Even knowing all of this truth, things haven’t been easy. The holidays were difficult, as family members were expecting babies. There was a period where it seemed like everyone was telling me they were pregnant. As much as I wanted to be overjoyed, I just wasn’t. Each announcement was like a stab – a reminder we lost our baby. Well-meaning people who said things like “Next time will be better” made things worse…because God never promised us there would be a first time…and he never promised there would be a next time. Facebook was incredibly difficult. It seemed like every other post was someone announcing they were pregnant, revealing the gender of their baby, or announcing the birth of their child. I wanted to be excited for these friends, but I couldn’t.

Jesus is Enough

Yet in the midst of all of this, even when tendencies to be angry or bitter finally started to emerge, I was reminded that Jesus is enough. Even if I never have children, Jesus is enough. No matter what the Lord gives or the Lord takes away, Jesus is enough.
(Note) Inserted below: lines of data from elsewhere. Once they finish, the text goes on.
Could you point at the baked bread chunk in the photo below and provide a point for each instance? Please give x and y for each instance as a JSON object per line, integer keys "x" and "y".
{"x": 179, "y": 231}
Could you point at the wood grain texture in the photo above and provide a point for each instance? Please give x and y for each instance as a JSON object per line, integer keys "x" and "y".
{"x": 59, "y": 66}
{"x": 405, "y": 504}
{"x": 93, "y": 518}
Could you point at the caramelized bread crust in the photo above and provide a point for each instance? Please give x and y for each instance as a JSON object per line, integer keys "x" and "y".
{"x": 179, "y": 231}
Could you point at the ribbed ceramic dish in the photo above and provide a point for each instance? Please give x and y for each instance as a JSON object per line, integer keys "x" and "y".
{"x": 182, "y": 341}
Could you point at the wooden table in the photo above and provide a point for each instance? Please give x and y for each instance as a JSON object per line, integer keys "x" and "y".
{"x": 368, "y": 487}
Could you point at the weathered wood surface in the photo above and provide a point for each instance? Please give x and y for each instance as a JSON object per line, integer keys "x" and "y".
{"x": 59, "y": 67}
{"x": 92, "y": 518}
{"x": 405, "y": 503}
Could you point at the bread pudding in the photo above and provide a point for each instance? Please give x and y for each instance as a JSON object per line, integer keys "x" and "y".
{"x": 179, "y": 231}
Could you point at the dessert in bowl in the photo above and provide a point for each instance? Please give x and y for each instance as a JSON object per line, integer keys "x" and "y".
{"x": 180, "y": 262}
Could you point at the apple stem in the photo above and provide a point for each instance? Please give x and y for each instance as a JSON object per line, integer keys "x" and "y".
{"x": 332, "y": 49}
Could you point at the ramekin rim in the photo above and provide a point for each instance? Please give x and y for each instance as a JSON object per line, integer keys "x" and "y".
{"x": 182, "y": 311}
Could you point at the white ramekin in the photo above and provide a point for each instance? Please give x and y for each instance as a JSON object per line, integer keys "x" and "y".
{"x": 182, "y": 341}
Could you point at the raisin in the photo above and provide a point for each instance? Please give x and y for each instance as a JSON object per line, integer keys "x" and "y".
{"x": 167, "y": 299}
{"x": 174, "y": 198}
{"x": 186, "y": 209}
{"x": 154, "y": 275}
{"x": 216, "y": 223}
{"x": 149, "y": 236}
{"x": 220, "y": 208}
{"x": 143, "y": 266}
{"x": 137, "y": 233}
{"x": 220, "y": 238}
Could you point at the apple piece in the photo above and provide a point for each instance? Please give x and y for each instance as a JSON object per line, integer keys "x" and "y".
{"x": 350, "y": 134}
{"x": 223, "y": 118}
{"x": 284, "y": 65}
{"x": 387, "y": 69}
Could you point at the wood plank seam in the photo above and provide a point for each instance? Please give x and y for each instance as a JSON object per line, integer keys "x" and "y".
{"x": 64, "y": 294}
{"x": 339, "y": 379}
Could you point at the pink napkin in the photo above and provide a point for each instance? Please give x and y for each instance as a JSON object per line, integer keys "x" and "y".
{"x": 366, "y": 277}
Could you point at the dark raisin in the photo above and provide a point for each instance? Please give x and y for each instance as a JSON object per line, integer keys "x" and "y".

To my sisters struggling to have children, please rest in the knowledge that Jesus knows your heart. He knows your fears, your disappointments, and your longings. And even on the days when it’s really hard to believe it, He truly is enough. Please don’t long for children more than you long for Jesus. All of the children in the world cannot replace the love He has for you and the relationship He wants with you. And no matter how it goes, He never promised we would be spared from pain, but He did promise that we never have to face the pain alone. He’s here with you in the pain. And you can rest in Him.